Drafting a Financial Plan

Dion and Sherrunda Adkins aim to build a solid future for their family

Dion and Sherrunda are not yet where they’d like to be financially. “We make a lot, but we could manage our money better,” says Dion. Sherrunda admits they have no written budget, and they pay bills as they come in. With two young children there are always clothes to buy. “Now at least they’re done with diapers. At one time they were both in diapers,” says Sherrunda. After one expense dissolved, another increased. The family’s childcare costs climbed from $190 every two weeks to about $310 in 2009.

Black Enterprise created a financial plan to help move the Adkins forward.

Get rid of a vehicle. Three vehicles for two adults are excessive. Downsizing will save money on maintenance, gas, and insurance.

Create a written budget. The Adkins should get out of the habit of winging it. “For three or four months they should keep track of everything they spend. Even a cup of coffee gets recorded,” says Herb White, a certified financial planner and president of Life Certain Wealth Strategies L.L.C. in Greenwood Village, Colorado.

Ramp up savings. Given the couple’s combined income, both their level of savings and their retirement investments are insufficient, says White. Ideally, Dion and Sherrunda should be saving 15% of their income. “If they can save 15%, they will be well on their way to achieving their goals,” he says. The couple should work to build emergency savings to cover six to nine months of expenses, about $30,000 to $40,000. Also of great importance, says White, they should be more consistent with saving money, as Dion admits that their pattern of putting money away has been erratic.

Target retirement. Once Dion and Sherrunda have more than $30,000 in liquid savings, they can begin to look at mutual funds and increase the amount saved in the IRA. Dion currently has $300 automatically deposited toward the IRA each month, but he should increase his deposit to reach the maximum of $5,000 a year.
Dion’s IRA consists of a single investment: the T. Rowe Price Health Sciences Fund. Instead of a single sector fund, he should consider an asset allocation fund, which includes a mix of stocks, bonds, and cash equivalents. These funds add diversification from various sectors, while also reducing overall risk.

The Adkins should also explore a Roth IRA. “They won’t get a tax break when they put the money in, but they have a long time for that money to grow and when it does, it comes out tax free,” says White. He adds that now is a good time. As of January 2010, the law allows those with income of more than $100,000 to change from a traditional IRA to a Roth IRA. In fact, the $2,000 contest winnings should be invested in a Roth, he says.

As for Sherrunda’s 401(k), once the couple is saving a minimum of 15% of their annual income, they should consider contributing a portion of that savings pre-tax to her account. “This would not only help them in working toward their retirement goal but would also reduce their current taxable income,” White says.

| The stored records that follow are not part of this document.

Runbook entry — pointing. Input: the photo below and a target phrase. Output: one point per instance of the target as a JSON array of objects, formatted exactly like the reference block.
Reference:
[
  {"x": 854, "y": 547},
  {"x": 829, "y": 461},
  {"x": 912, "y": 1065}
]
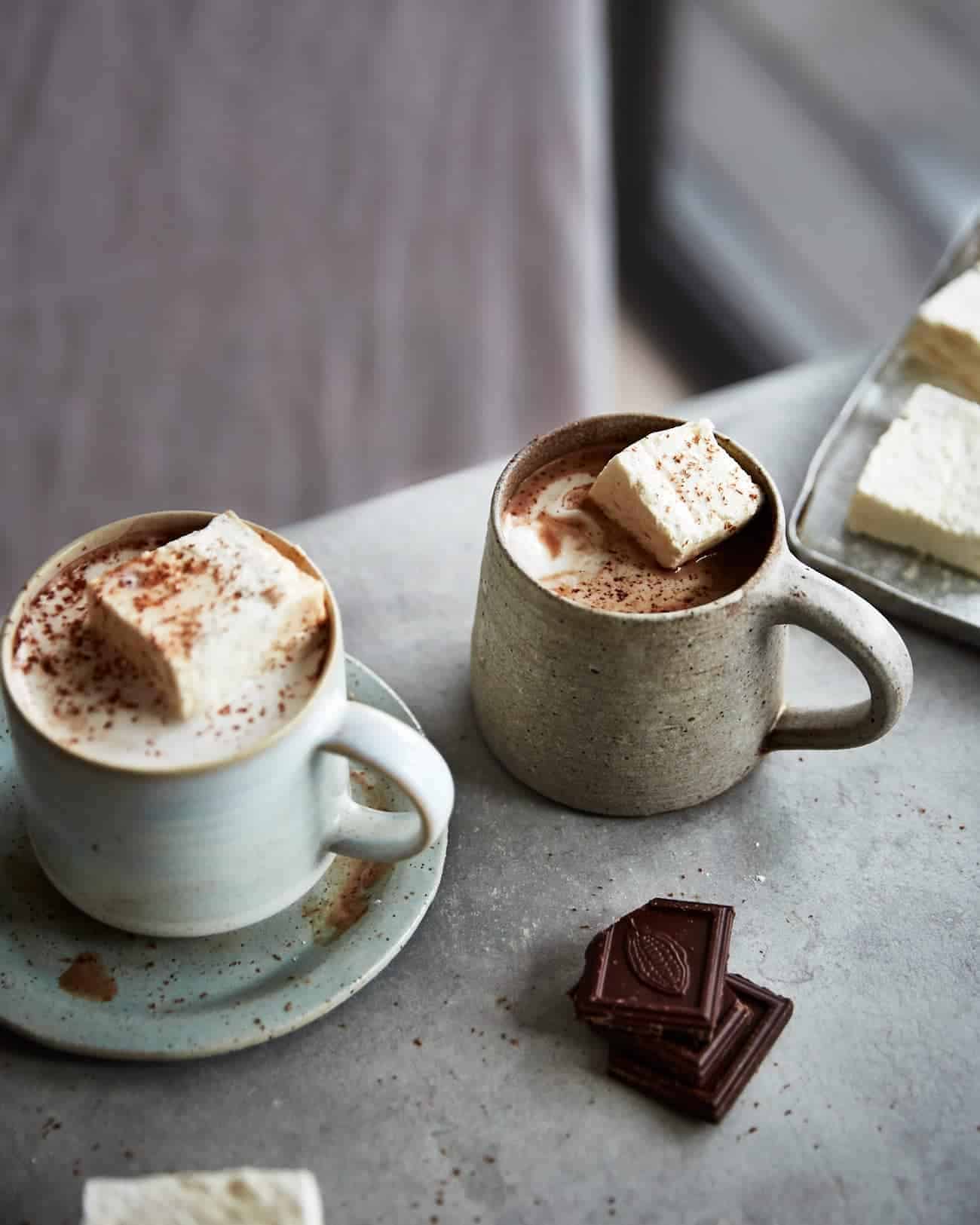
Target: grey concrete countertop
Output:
[{"x": 854, "y": 880}]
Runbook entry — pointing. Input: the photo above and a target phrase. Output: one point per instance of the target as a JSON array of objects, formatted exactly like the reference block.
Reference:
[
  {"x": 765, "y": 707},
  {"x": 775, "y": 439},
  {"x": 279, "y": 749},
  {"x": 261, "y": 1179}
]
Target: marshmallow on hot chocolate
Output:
[
  {"x": 678, "y": 493},
  {"x": 202, "y": 611}
]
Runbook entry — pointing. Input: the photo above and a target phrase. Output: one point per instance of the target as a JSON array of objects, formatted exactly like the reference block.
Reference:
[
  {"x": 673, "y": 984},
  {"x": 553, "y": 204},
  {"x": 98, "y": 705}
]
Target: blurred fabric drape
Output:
[{"x": 282, "y": 258}]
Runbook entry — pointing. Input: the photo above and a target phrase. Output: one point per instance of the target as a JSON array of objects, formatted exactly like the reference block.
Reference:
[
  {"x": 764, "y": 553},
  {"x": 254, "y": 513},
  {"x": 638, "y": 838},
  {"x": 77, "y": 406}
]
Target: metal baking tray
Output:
[{"x": 895, "y": 580}]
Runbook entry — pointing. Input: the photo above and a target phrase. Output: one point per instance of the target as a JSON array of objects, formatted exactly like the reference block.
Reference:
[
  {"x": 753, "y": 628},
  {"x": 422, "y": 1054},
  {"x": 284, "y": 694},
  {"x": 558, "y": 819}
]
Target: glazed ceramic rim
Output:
[
  {"x": 117, "y": 531},
  {"x": 522, "y": 464}
]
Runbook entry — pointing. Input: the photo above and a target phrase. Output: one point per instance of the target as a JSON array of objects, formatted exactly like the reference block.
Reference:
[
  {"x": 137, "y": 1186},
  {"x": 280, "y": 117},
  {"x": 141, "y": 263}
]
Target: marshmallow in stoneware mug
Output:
[
  {"x": 617, "y": 685},
  {"x": 176, "y": 699}
]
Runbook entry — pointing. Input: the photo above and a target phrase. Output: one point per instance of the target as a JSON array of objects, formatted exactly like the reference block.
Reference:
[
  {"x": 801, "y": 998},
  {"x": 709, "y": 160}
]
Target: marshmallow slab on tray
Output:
[
  {"x": 223, "y": 1197},
  {"x": 920, "y": 486},
  {"x": 678, "y": 493},
  {"x": 201, "y": 611}
]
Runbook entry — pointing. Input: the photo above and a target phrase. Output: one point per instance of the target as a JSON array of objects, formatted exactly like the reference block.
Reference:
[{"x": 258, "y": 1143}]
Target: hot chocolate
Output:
[
  {"x": 570, "y": 547},
  {"x": 90, "y": 699}
]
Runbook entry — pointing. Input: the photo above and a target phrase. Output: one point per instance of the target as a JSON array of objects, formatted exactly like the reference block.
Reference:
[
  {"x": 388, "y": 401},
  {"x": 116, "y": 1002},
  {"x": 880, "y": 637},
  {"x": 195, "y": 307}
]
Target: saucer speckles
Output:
[{"x": 75, "y": 984}]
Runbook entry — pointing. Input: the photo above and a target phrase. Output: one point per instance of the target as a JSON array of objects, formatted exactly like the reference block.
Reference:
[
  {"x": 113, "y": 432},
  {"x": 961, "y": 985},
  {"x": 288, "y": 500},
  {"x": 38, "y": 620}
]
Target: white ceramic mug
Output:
[{"x": 196, "y": 849}]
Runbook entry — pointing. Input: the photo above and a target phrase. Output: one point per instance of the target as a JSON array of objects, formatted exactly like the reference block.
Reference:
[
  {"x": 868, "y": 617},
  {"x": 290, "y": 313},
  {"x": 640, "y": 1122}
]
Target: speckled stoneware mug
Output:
[
  {"x": 631, "y": 715},
  {"x": 211, "y": 847}
]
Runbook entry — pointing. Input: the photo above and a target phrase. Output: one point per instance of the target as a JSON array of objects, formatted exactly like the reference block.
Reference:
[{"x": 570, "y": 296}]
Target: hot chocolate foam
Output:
[
  {"x": 94, "y": 702},
  {"x": 565, "y": 543}
]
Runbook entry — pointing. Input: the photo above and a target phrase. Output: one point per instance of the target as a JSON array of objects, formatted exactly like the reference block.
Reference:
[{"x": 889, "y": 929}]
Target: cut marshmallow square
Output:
[
  {"x": 678, "y": 493},
  {"x": 204, "y": 611}
]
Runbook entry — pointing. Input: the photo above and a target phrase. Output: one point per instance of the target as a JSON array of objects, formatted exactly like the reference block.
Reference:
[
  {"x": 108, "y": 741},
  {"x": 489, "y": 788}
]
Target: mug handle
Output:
[
  {"x": 382, "y": 743},
  {"x": 849, "y": 623}
]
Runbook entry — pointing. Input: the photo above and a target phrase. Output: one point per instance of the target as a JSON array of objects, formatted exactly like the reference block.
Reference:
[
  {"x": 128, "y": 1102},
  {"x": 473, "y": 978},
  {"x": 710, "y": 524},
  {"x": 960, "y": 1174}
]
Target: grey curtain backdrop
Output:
[{"x": 286, "y": 256}]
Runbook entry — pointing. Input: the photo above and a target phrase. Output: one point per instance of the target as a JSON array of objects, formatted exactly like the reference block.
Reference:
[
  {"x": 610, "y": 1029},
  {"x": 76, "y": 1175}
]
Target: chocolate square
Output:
[
  {"x": 660, "y": 969},
  {"x": 713, "y": 1099},
  {"x": 686, "y": 1064}
]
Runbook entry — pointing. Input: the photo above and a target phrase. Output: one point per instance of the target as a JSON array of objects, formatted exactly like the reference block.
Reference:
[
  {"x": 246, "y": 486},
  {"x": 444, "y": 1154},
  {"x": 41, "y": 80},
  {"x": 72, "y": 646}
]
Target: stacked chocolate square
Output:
[{"x": 680, "y": 1028}]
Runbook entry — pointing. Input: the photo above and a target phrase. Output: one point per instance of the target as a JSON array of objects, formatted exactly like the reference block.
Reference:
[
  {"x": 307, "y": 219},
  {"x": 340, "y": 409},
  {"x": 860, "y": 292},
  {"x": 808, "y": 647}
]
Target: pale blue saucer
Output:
[{"x": 185, "y": 999}]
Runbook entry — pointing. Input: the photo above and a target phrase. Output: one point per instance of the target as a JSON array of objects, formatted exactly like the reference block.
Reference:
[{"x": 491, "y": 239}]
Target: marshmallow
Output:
[
  {"x": 225, "y": 1197},
  {"x": 919, "y": 486},
  {"x": 202, "y": 611},
  {"x": 678, "y": 493}
]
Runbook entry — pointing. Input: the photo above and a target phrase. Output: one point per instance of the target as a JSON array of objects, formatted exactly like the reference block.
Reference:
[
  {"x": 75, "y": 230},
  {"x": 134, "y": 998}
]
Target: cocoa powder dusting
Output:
[{"x": 88, "y": 979}]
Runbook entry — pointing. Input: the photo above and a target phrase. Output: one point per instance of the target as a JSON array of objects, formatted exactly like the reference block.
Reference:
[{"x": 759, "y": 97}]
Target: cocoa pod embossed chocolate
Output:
[{"x": 658, "y": 960}]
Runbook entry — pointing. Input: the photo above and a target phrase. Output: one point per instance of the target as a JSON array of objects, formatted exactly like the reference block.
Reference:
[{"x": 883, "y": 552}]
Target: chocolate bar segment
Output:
[
  {"x": 715, "y": 1098},
  {"x": 690, "y": 1064},
  {"x": 660, "y": 969}
]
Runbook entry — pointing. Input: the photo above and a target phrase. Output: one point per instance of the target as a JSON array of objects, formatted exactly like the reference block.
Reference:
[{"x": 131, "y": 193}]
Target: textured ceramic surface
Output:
[
  {"x": 209, "y": 848},
  {"x": 632, "y": 715},
  {"x": 161, "y": 1000}
]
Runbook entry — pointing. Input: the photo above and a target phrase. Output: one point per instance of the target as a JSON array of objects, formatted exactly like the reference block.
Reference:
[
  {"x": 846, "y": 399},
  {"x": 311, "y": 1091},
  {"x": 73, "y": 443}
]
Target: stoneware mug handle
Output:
[
  {"x": 385, "y": 744},
  {"x": 809, "y": 599}
]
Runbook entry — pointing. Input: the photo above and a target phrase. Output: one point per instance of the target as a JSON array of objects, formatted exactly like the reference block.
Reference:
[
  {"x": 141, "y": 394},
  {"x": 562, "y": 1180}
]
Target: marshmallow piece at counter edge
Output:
[
  {"x": 919, "y": 486},
  {"x": 225, "y": 1197},
  {"x": 204, "y": 611},
  {"x": 678, "y": 493}
]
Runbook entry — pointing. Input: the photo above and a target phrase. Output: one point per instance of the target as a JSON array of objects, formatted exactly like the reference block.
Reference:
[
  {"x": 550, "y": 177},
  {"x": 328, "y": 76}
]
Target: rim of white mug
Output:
[
  {"x": 756, "y": 470},
  {"x": 119, "y": 529}
]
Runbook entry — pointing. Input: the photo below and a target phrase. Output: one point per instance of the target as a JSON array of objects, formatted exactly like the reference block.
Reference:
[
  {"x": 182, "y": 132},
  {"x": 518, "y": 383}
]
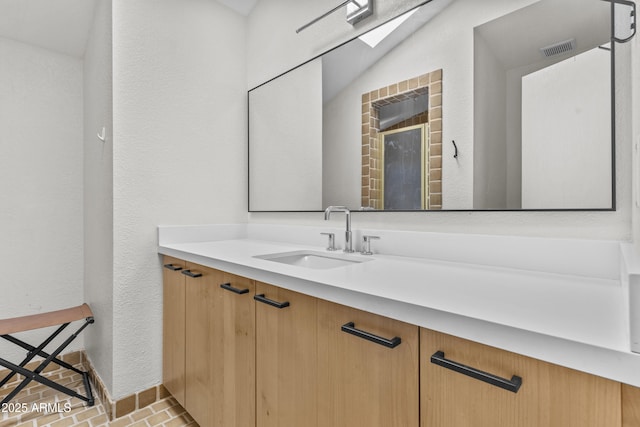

Increase protection. The Adkins need to enhance the protection of their assets. They have $150,000 in life insurance coverage on Dion, $10,000 on Sherrunda and $5,000 each on the children. White says this is a start, but he recommends that they go beyond their employer-sponsored insurance and get supplemental term policies of at least $250,000 each.

Dion and Sherrunda also need to get separate wills that cover the basics and a durable power of attorney and living wills so that if they are unable to make decisions about financial and medical issues, there will be directions in place.